Just took a peak in Chrome and it looks much better there, more spaced out, still a lot of height but much better, so it's got to be an issue with Firefox
@RedheadWriting @ecoofficegals Ah I used to DiggDigg but started having conflicts, it never didn't show up on the front that I remember. It would break the pop out menus on the dashboard if I remember correctly. I started to use Social Discussions and started having a few issues there as well, so now I'm switching everyone to jetpak. Just checked Chrome, it's good there, just a no-show in FIrefox, which I think I specifically disabled Java on Firefox after the security warning so that could be it.
@ecoofficegals It's a plugin called DiggDigg and I've used it on all my blogs. I also use a Mac and can see it just fine. Peculiar.
Spot on, Erika. Great comparison to the Apple Store. And thanks for reminding me to set boundaries in my business.
I heart you for this article. Specifically the accounting side of my business is all over. I keep trying new things but they never cover everything I need. Can't wait to try PaySimple. Also, I feel fancy commenting on your new design.
Ah the Apple Store, would that my office were so neat. Despite my attempts at going paperless, all electronic and green, those boxes do fill up. Biggest thing here for any business owner/manager - the business won't run itself. It's why you hire consultants, virtual assistants, tax pros and the like - so they can do what they do best, freeing you to do the same.. and hell, maybe even have a life while you're at it.

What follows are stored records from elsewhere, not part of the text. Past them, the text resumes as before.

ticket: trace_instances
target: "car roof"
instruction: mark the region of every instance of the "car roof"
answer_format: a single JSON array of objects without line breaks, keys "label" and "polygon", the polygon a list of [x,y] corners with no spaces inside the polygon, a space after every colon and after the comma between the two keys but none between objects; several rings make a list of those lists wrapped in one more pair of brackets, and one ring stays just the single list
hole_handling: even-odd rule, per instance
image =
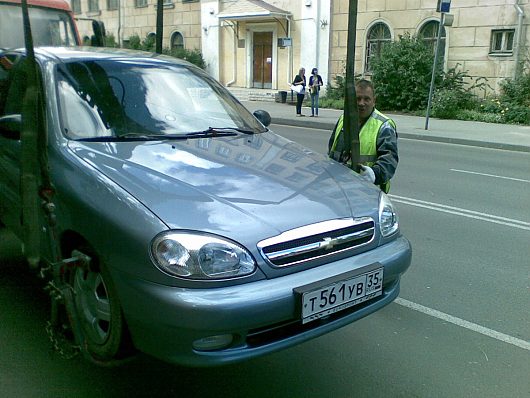
[{"label": "car roof", "polygon": [[[25,53],[24,49],[16,50]],[[189,62],[163,54],[150,53],[139,50],[107,47],[36,47],[35,57],[52,63],[63,63],[84,60],[128,60],[152,63],[172,63],[191,65]]]}]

One organizational change I'm making this year: better time management. Keeping closer eye on clock, being smarter about my multitasking, setting limits; new Friday hours are 9-1pm.. so hopefully no more weekend creep. All about running the biz, not letting it run you. FWIW.
@3HatsComm Amen on running your business -- it should never run YOU! (and nice to see you -- it's been awhile!)
Great advice, especially when it comes to finances.
Creative people (myself especially) tend to cringe when it comes to managing their money. In the end, playing loose ends up costing you in time, money and anxiety.
Get your financial house in order, you'll be happier all around.
@John Suder I do cringe when it comes to money. The best gift I've given myself is what I'm able to accomplish now that I don't have to worry about it anymore!
First, congrats on the new look and launch. Love the fresh design.
As always, terrific advice, though I'd extend it with: outsource the drudgery. Most aggressive and successful entrepreneurs I know are best when they're creating and building, not when they're filling out forms or tracking down an insurance dispute. Hire people who can do the little tasks well and remove them entirely from your plate. It's less expensive than you think - you don't have to hire them full-time - and removes stress letting you focus on the things that matter most to you and your clients.
@johnheaney Thanks for the kind word, John! And yes -- hire people who love doing the things you don't. It's way more costly when you think you can do it all yourself, emotionally and financially.